経済的手法の登場です


思いっきり発想を変えてみたのが経済的手法といわれるものです。環境税も経済的手法の一つです。さあ、これからが本題です。

汚染物質を出す行為、汚染物質を出すもとになる製品や行動に税金をかける方法が環境税です。

合理的なのです。
この方法のいいところは、汚染物質を減らす対策のうち、費用が一番安い方法が自然に選ばれるという点です。何をやると費用が低くて効果的な対策ができるかは、それぞれの会社や個人が一番よく知っています。このため、税金がかかることになると、例えば会社や個人は汚染物質の出す量を減らし、税金の支払いを少なくするために最も得な対策を考えます。
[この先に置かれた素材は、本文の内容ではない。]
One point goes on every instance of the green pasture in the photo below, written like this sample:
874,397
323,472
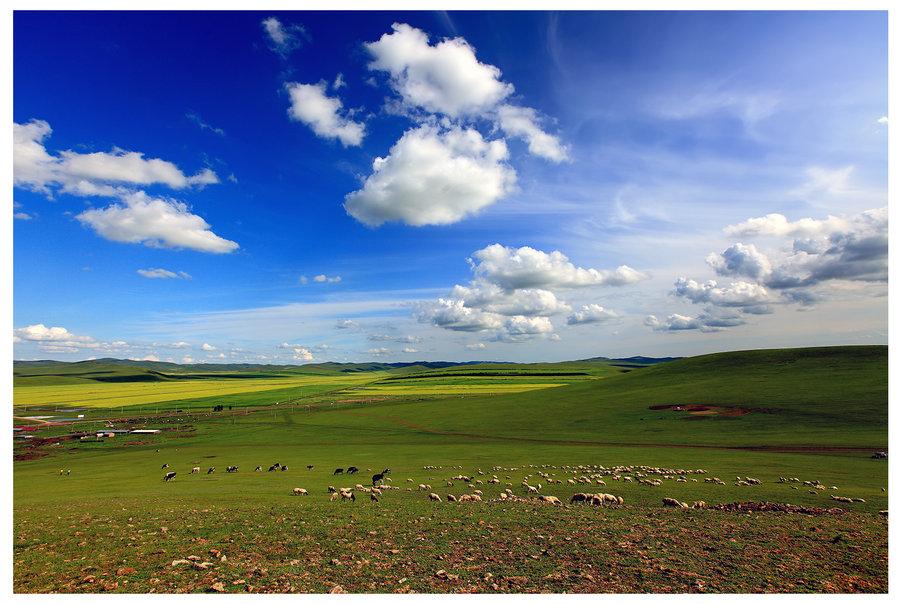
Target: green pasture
813,414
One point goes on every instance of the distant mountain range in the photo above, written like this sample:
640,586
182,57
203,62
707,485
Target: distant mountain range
328,367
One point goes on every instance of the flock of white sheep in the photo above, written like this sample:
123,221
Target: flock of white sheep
535,477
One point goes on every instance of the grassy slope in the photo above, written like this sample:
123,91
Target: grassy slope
817,396
826,396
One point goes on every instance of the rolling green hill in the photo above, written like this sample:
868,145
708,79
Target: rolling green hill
817,397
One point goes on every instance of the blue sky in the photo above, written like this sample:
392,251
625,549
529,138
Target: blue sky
181,179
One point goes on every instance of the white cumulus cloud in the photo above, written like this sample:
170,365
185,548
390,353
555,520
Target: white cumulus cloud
155,222
523,122
433,176
161,273
442,78
90,173
311,105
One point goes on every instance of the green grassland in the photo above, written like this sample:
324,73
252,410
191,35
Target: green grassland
814,414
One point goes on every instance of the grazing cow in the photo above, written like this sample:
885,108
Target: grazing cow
580,498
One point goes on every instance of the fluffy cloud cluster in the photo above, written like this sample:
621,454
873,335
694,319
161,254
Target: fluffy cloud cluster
749,297
433,176
311,105
137,217
60,340
709,321
155,222
161,273
524,123
853,248
445,170
811,254
511,295
443,78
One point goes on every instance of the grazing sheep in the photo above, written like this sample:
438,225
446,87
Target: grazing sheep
668,502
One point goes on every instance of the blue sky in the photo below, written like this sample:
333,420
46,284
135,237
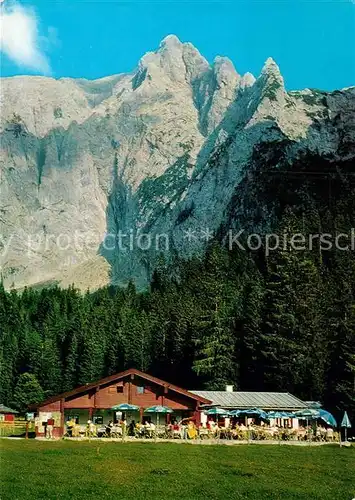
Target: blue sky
312,41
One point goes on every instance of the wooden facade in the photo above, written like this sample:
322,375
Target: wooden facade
131,386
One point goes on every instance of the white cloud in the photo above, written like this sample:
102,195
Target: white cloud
19,38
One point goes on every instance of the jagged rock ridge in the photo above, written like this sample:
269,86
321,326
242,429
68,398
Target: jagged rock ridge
160,151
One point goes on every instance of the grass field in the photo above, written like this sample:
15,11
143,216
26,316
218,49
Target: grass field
83,470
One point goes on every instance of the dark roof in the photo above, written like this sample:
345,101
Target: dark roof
6,409
118,376
243,400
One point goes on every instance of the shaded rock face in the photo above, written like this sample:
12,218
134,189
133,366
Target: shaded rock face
98,178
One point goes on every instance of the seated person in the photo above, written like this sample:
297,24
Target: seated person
70,427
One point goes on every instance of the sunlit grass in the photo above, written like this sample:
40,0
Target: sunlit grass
83,470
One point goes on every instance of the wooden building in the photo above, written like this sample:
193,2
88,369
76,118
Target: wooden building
7,414
94,401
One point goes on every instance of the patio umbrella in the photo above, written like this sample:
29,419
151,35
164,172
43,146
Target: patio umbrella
328,418
308,414
220,412
125,407
157,410
346,423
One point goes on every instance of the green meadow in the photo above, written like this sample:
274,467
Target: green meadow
98,470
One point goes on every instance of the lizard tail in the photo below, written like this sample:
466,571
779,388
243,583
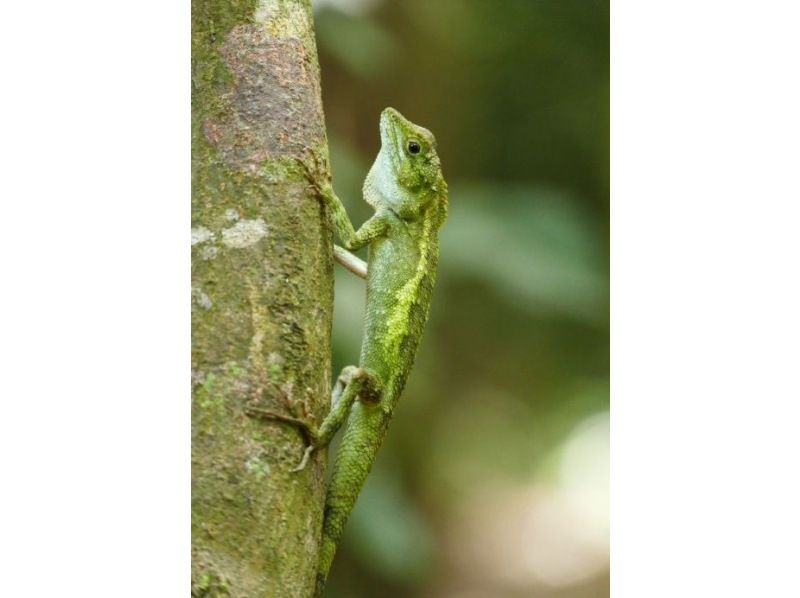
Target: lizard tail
362,438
この結果、汚染物質の排出が減ります。また、対策費用の方が税金より高い場合や何らかの理由で対策をとりたくない人は税金を支払う方を選べます。仮に汚染物質を出しっぱなしにしたまま税金を払うと、そうした人の生産する商品は税金の分だけ値上がりして、市場で敬遠され、結局余り多くの汚染物質を出さない程度の量しか商品は売れなくなっていきます。

こうして、社会全体で見ると、最も少ない費用で対策をとることができます。この方法は、特に温室効果ガスのように排出源がたくさんあって、一つ一つの排出源を直接取り締まることができない問題については大いに有効なものです。また、対策をすればするほど支払う税金の額は減るので、対策をどんどん進めていこうという意欲もわきます。

公平なのです。
もう少しよく考えてみると、汚染物質を出すというのは環境を使っている、汚しているということです。「環境は汚してもタダ」と思ってはいませんでしたか?でも、本当はタダではないんです。環境を良い状態に保っておくためや環境を元通りにするためにはお金をかけることが必要です。

環境問題が深刻化している今、私たちは「環境を使う」あるいは「環境を汚す」ことに対して何かしらの負担をしなければならなくなっています。環境対策をする人は、対策の費用を払いますが、対策をしない人は何も払わないで済むのでは、進んで対策をする人はいなくなってしまいます。環境税は、環境使用料であり、環境を良い状態に保っておくための対策を私たち皆に促すものなのです。対策が不十分だったりして環境を余分に使っている人は、その分、余分に使用料を支払うことが公平なのです。


環境税のように、経済的な動機に訴えて環境対策を促す仕組を一般的に、「経済的手法」と呼んでいます。環境税以外には「排出量取引」、「デポジット制度」といったものがあります。下の表を見てください。
◆経済的手法の内容



環境によくない行動や、環境汚染のもとになる製品に税金をかける仕組みです。
特に、地球温暖化防止を目的として、エネルギーに含まれる炭素成分に比例して税金を課す仕組みを炭素税ということがあります。
税がかかると、対策が促されるほか、環境を汚す程度の高い商品は結果として高い買い物となるので、環境の使用や環境を汚すことがすくなると期待されます。





私たち消費者との関係は薄いのですが、これから話題にのぼることが多いと思われますので知っておいてください。
環境汚染物質の排出量の限度を会社ごとに決めて、実際の排出量が限度より少なかったら、その分を他の会社に売ることができ、反対を限度を超えてしまったら超えた分を他の会社から買うことができる仕組みです。
当然、限度を超えれば余計な経費がかかることになるので、限度内に収めようとする努力をし、汚染物質が少なくなります。※







製品のもともとの価格に一定額を上乗せして販売し、その製品や容器が不要になったときに返却されれば、上乗せされた額が帰ってくる仕組み。
ビールビンを酒屋さんに持っていけば5円帰ってくるのはこの仕組みで、ビンを一回で捨ててしまわず、なるべく多くの回数使うためのものです。

※排出量規制については、この会社を国に置き換えて、排出削減目標を持つ国と国で、排出枠の売買を行う国際排出量取引を行うことができると京都議定書で定められています。